Wednesday, January 5, 2011

Keltner Channels

Keltner Channels are volatility-based envelopes set above and below an exponential moving average. This indicator is similar to Bollinger Bands, which use the standard deviation to set the bands. Instead of using the standard deviation, Keltner Channels use the Average True Range (ATR) to set channel distance. The channels are typically set two Average True Range values above and below the 20-day EMA. The exponential moving average dictates direction and the Average True Range sets channel width. Keltner Channels are a trend following indicator used to identify reversals with channel breakouts and channel direction. Channels can also be used to identify overbought and oversold levels
Chester Keltner introduced the “Ten-Day Moving Average Trading Rule”, which is credited as the original version of Keltner Channels. This original version started with a 10-day SMA of the typical price {(H+L+C)/3)} as the centerline. The 10-day SMA of the High-Low range was added and subtracted to set the upper and lower channel lines. Linda Bradford Raschke introduced the newer version of Keltner Channels in the 1980s. Like Bollinger Bands, this new version used a volatility based indicator, Average True Range (ATR), to set channel width. uses this newer version of Keltner Channels.
There are three steps to calculating Keltner Channels. First, select the length for the exponential moving average. Second, choose the time periods for the Average True Range (ATR). Third, choose the multiplier for the Average True Range.
Middle Line: 20-day exponential moving average
Upper Channel Line: 20-day EMA + (2 x ATR(10))
Lower Channel Line: 20-day EMA – (2 x ATR(10))

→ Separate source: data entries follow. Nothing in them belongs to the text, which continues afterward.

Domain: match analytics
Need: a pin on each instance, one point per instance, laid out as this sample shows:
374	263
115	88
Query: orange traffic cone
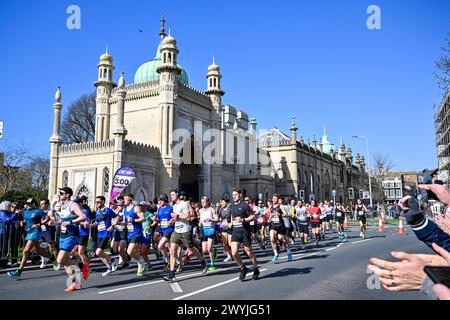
380	225
345	222
401	229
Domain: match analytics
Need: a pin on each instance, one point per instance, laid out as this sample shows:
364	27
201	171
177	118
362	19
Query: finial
121	81
162	33
58	95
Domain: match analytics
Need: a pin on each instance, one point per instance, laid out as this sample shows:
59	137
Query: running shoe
244	271
74	286
114	265
204	266
212	268
108	271
14	274
171	277
44	262
255	274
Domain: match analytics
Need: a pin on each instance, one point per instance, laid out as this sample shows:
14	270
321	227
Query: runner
262	223
208	218
360	212
241	215
225	219
134	217
46	229
71	216
340	216
165	227
119	243
315	213
302	222
84	238
34	218
147	229
277	227
182	234
103	222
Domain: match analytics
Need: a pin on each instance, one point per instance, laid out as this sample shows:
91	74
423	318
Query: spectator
7	219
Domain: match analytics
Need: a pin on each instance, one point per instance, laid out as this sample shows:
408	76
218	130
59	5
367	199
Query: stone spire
162	33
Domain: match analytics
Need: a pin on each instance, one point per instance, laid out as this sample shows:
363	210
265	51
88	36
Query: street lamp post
368	163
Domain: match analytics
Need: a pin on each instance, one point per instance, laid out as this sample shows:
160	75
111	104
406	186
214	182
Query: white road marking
161	281
363	240
176	287
211	287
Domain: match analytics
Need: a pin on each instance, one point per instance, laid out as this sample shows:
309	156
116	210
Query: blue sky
315	60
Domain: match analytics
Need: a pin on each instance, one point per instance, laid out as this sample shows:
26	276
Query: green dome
327	146
147	71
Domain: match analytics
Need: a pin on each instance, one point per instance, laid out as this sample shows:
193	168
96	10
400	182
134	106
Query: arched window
105	181
65	178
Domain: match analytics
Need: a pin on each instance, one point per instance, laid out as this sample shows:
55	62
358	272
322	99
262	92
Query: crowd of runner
175	230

The example above is based on the default settings for SharpCharts. Because moving averages lag price, a longer moving average will have more lag and a shorter moving average will have less lag. ATR is the basic volatility setting. Short timeframes, such as 10, produce a more volatile ATR that fluctuates as 10-period volatility ebbs and flows. Longer timeframes, such a 100, smooth these fluctuations to produce a more constant ATR reading. The multiplier has the most affect on the channel width. Simply changing from 2 to 1 will cut channel width in half. Increasing from 2 to 3 will increase channel width by 50%.